Movie buffs will be able to order previously unreleased films from Warners' library — starting with 150 titles, from 1940s Cary Grant films to 80s movies starring Demi Moore. At www.warnerarchive.com you pay $14.95 for an internet download or $19.95 for a DVD that's printed on demand and reaches your mailbox in five days. The studio expects most of its business to be devoted film buffs, dying to get their hands on a copy of an obscure Joan Crawford film. Needless to say it isn't a huge market, but it's zero risk and could provide nearly pure profits. And it's tapping into an existing library that had just been sitting there.
Cutting out the retailer is a dramatic move for home video execs who used to live in fear of the studios' biggest customers, Wal-Mart and Best Buy. Home video departments previously made decisions based largely on what these retail giants would let them do. Now that retail DVD sales are on the wane, studios are starting to think independently, willing to do whatever it takes to gin up a profit.
In this new venture Warner Bros. isn't cannibalizing any potential Wal-Mart revenue. Its not worth it to offer these DVDs at retail, they're too niche and not worth the cost of printing and shipping to the stores.
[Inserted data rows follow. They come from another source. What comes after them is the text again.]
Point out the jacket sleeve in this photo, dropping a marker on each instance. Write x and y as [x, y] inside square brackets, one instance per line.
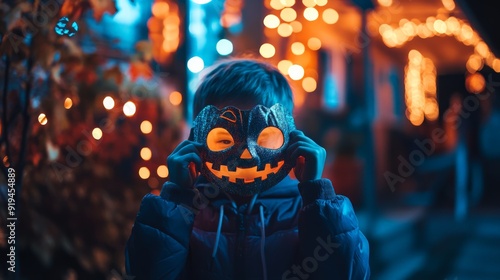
[159, 243]
[330, 242]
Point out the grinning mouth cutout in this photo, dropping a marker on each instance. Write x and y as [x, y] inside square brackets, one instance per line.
[248, 175]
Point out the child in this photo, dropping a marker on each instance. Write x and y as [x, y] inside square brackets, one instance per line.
[297, 229]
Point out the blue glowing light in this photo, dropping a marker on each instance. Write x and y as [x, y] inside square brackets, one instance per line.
[224, 47]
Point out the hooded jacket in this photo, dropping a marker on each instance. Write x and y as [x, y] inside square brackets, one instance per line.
[291, 231]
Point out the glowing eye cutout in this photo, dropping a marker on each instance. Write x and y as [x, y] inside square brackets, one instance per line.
[271, 138]
[219, 139]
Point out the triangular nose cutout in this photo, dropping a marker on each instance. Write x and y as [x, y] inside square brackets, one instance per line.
[246, 154]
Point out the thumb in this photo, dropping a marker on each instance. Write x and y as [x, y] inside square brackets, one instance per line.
[299, 167]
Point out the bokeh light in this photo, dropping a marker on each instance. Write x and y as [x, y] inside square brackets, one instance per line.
[285, 30]
[224, 47]
[97, 133]
[144, 173]
[160, 9]
[175, 98]
[284, 65]
[309, 84]
[146, 127]
[330, 16]
[288, 14]
[311, 14]
[68, 103]
[42, 119]
[296, 72]
[146, 153]
[195, 64]
[267, 50]
[162, 171]
[475, 83]
[298, 48]
[314, 43]
[271, 21]
[296, 26]
[108, 102]
[309, 3]
[129, 108]
[287, 3]
[321, 2]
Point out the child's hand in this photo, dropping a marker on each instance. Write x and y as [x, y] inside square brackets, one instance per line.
[184, 163]
[309, 156]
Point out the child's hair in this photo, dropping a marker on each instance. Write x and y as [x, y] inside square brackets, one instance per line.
[242, 80]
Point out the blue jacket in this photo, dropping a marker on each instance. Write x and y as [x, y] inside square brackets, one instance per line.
[286, 232]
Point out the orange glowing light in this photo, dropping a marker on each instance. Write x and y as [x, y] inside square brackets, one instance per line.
[175, 98]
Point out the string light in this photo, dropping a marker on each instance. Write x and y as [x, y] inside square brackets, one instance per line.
[451, 26]
[420, 89]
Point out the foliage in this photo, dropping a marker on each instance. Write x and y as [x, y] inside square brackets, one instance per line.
[80, 192]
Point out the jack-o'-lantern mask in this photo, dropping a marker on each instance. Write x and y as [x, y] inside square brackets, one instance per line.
[244, 151]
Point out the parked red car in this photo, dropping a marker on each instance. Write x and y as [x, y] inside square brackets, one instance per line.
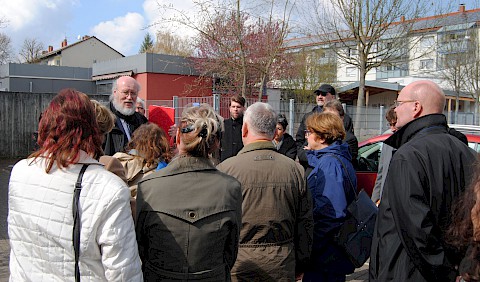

Plus, are Wal-Mart shoppers dying to watch Cary Grant's "Once Upon a Honeymoon"? These devoted film fans won't mind doing their shopping online.
I'm not surprised that Warner Bros. is experimenting with new technology; the studio's home video department, with its leading market share, has long been one of the leaders in the space. It was Warner Bros. decision to go exclusively with the BluRay high def DVD format that pushed the industry to end the high def format wars and go exclusively with BluRay.